In a Sunday that saw a lot of defenses rack up gaudy numbers of sacks, no team was more surprising than Buffalo. The Bills sacked Redskins quarterback John Beck 10 times in 43 pass plays (23.2 percent). Washington came into the game with a 6.1 percent sack rate that was a little better than league average, but the Bills destroyed that with a flurry of sacks that was most notable for its lack of a pattern.
Buffalo got sacks when it sent the house (one sack on a seven-man blitz and another on a six-man rush) and when it sent its standard four (seven sacks). There were clear breakdowns by some Redskins offensive linemen (most notably Jamaal Brown and Will Montgomery), but also several sacks where Beck bailed out of a still solid pocket (and one where he simply dropped the ball). The Redskins wide receivers did him no favors either, as there were plays where no receiver appeared to be open.
All in all, it was a complete collapse by the Redskins offense. Washington is playing without starting left tackle Trent Williams, but don’t just point the finger at the offensive line. Since Beck took over as quarterback, he’s been sacked at a significantly higher rate than Rex Grossman -- Beck had an 7.1 percent sack rate even before Sunday’s debacle and six of his 14 sacks have come on plays where he’s held the ball for three seconds or longer. In almost twice as many attempts, Grossman has only two long sacks, which explains in part why he has a significantly better 5.2 percent sack rate compared to Beck’s now awful 14.2 percent clip.

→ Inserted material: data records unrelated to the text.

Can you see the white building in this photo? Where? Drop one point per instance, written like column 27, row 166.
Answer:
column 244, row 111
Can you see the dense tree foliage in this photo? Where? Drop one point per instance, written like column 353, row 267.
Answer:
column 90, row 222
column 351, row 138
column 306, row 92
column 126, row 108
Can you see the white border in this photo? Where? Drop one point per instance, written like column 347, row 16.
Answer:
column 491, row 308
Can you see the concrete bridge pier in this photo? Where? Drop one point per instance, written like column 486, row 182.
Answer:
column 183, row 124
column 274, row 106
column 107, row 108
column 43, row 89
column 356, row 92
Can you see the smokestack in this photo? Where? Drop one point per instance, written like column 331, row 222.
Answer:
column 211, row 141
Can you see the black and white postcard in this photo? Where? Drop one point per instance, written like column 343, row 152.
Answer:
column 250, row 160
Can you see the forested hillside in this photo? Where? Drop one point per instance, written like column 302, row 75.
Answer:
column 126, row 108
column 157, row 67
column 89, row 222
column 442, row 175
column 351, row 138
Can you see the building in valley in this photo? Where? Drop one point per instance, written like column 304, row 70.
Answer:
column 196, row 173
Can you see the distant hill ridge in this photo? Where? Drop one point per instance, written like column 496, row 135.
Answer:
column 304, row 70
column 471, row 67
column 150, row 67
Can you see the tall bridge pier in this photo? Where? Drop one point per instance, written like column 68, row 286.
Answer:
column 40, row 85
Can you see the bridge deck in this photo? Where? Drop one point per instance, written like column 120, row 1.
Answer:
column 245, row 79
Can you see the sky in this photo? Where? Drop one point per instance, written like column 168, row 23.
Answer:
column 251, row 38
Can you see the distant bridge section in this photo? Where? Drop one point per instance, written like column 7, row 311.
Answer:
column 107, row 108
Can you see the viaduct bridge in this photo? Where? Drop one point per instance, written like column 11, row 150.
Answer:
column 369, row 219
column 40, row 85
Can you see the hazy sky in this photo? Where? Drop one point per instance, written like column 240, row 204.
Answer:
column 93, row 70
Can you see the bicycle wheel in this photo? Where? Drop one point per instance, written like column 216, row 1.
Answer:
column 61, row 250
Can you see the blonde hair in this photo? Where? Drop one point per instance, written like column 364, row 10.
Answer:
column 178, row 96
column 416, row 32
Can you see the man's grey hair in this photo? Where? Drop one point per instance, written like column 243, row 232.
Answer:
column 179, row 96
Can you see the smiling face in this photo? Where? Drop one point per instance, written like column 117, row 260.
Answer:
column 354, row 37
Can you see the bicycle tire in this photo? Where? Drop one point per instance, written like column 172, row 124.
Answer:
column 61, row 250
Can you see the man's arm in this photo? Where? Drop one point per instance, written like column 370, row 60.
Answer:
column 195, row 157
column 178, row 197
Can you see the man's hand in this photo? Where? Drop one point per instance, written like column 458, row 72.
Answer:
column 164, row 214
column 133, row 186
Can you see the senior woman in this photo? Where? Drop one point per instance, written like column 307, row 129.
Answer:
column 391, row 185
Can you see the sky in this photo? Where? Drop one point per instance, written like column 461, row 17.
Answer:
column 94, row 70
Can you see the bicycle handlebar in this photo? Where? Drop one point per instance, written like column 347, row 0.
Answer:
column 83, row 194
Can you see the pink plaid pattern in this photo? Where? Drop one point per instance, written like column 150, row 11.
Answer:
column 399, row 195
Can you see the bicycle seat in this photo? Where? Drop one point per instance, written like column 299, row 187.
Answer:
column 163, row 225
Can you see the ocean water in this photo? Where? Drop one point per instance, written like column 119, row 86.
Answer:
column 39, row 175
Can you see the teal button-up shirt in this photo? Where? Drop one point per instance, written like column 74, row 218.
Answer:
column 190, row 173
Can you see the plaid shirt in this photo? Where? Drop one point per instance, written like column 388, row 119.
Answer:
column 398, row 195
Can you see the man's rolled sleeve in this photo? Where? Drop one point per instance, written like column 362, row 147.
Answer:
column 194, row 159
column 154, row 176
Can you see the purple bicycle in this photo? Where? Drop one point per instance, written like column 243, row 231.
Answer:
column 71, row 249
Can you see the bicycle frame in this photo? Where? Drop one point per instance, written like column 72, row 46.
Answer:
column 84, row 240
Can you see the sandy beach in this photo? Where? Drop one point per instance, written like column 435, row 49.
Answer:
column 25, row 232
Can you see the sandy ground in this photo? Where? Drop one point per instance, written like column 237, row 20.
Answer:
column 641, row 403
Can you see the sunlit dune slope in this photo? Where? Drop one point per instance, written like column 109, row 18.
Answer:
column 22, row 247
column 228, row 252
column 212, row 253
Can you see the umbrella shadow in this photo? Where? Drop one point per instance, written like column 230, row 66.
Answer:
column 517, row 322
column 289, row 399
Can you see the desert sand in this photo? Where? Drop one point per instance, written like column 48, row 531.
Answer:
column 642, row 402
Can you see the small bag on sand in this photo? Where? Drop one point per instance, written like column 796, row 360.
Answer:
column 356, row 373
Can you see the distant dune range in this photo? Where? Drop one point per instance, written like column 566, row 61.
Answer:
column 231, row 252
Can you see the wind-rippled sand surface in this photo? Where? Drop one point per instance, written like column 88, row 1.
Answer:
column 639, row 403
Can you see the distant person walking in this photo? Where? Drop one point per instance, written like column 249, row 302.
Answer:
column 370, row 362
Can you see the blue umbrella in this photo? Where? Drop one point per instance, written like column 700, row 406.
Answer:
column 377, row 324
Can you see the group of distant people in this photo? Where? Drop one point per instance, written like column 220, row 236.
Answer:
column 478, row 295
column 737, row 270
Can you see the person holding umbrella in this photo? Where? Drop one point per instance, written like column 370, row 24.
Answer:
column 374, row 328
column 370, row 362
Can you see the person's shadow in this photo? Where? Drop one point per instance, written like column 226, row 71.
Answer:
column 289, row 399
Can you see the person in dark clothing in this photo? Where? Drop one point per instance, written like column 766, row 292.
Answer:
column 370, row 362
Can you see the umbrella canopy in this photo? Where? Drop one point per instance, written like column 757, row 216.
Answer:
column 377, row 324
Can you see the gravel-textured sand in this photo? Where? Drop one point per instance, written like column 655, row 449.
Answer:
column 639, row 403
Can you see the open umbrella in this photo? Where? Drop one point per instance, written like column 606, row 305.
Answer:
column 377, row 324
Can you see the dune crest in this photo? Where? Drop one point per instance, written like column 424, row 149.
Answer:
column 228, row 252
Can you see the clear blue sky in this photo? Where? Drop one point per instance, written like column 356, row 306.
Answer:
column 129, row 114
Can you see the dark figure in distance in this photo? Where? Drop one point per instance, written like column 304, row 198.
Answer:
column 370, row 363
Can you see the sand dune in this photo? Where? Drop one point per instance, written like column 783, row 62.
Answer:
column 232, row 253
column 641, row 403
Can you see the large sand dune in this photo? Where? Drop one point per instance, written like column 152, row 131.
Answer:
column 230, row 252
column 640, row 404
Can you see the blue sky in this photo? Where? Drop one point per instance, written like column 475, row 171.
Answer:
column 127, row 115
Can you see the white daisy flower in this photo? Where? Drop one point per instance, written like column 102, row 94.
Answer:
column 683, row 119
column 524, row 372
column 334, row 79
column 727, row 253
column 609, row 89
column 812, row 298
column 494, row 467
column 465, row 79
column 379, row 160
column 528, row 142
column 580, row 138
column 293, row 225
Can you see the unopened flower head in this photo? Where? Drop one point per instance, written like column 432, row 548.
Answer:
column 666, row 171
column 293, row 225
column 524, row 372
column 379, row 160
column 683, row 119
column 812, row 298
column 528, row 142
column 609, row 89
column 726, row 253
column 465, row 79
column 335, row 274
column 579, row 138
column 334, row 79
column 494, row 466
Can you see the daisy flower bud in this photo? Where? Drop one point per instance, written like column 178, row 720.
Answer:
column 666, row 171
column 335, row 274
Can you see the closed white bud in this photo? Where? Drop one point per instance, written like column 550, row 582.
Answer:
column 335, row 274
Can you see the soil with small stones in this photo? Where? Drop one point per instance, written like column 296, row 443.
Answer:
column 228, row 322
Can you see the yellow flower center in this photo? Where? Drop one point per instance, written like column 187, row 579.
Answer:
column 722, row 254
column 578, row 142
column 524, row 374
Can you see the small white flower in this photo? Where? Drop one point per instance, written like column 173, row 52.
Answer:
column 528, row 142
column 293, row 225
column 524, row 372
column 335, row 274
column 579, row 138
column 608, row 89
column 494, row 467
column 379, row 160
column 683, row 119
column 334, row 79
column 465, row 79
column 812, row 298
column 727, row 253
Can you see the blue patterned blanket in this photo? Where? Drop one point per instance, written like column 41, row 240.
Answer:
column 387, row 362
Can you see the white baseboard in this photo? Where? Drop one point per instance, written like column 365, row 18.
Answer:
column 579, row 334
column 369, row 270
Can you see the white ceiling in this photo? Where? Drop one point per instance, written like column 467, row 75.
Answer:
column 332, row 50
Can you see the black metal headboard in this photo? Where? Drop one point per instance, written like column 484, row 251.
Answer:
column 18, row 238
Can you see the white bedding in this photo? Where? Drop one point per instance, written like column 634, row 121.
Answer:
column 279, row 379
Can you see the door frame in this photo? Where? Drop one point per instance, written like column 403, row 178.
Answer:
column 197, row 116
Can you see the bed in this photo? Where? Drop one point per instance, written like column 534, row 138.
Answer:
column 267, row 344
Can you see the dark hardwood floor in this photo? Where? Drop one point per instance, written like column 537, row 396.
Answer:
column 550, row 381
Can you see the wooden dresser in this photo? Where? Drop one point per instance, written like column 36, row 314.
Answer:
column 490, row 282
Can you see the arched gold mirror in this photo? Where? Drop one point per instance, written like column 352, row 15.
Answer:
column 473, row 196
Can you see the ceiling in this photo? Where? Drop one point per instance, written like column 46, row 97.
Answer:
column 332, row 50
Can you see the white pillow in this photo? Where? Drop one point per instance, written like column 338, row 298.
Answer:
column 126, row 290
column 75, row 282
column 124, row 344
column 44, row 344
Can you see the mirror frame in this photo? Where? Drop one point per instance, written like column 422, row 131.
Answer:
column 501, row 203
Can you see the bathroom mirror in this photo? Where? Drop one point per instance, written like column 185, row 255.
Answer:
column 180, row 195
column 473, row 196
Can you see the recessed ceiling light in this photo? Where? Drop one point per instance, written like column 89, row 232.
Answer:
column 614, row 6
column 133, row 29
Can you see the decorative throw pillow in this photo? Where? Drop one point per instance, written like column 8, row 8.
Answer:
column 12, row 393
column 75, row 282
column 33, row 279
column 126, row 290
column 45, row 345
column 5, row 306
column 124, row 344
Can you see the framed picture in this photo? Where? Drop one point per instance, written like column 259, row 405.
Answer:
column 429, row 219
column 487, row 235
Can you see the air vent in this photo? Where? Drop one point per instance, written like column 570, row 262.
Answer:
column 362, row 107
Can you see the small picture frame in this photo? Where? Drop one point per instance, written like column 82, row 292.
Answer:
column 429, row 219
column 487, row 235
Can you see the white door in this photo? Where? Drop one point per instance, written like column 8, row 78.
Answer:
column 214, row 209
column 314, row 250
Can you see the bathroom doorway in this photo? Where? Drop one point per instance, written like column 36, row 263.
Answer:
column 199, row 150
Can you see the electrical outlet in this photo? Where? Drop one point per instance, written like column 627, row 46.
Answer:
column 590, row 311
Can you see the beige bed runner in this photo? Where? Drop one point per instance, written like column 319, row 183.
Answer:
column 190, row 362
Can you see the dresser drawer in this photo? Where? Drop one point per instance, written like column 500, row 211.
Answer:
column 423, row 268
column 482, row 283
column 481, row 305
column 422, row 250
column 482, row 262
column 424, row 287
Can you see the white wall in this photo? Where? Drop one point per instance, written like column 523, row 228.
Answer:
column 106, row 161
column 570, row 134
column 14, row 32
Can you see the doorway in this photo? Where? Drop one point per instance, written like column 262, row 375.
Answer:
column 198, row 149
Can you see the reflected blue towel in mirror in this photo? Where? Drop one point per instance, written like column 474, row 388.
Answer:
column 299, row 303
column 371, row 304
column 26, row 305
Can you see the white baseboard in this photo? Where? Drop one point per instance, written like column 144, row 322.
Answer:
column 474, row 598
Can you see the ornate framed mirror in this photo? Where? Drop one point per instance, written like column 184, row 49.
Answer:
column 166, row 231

Since being cut by the Bengals, Ahmad Brooks has found a pretty good home in San Francisco. He picked up 11 sacks combined in the 2009 and 2010 seasons as a situational pass rusher, and after stepping into a starting role this year, he’s responded by putting together his most productive year as a pro. On Sunday, Brooks picked up two sacks, giving him four for the season.
None of the previous ones was as impressive as the sack that got the 49ers off to a great start on Sunday. Less than a minute into the game, Brooks set up Browns right tackle Tony Pashos with a quick two steps straight up field, which caught Pashos taking too wide of a kick step. Brooks planted his left foot, and cut back inside. Pashos had all his weight on his back foot so he was unable to counter. Brooks found a massive opening for a free run to Colt McCoy.
All of that is pretty standard stuff for a pass rusher on a good day. But as Brooks crossed in front of the still backpedaling Pashos, Pashos reached up and ripped off Brooks’ helmet. Brooks didn’t slow down at all as he went ahead and wrapped up McCoy, knocking the football out. A few plays later, San Francisco had an early 7-0 lead.
Could it be anybody but Tim Tebow? Tebow wasn’t to blame for all of the seven sacks he picked up (he had three long sacks of three seconds or more), but it’s hard to find anyone else but Tebow to blame for his sack on the first play of the fourth quarter.
Tebow dropped back, remained in the pocket, but eventually was pulled down by Lawrence Jackson 7.9 seconds after the snap. John Beck deserves special mention for having two sacks of six seconds or longer, but then when you get sacked 10 times, there’s a pretty good chance you’ll have sacks of all different types. That was proven true when Beck also had the shortest sack of the week as an unblocked Jairus Byrd wrapped up Beck just 1.5 seconds after the snap.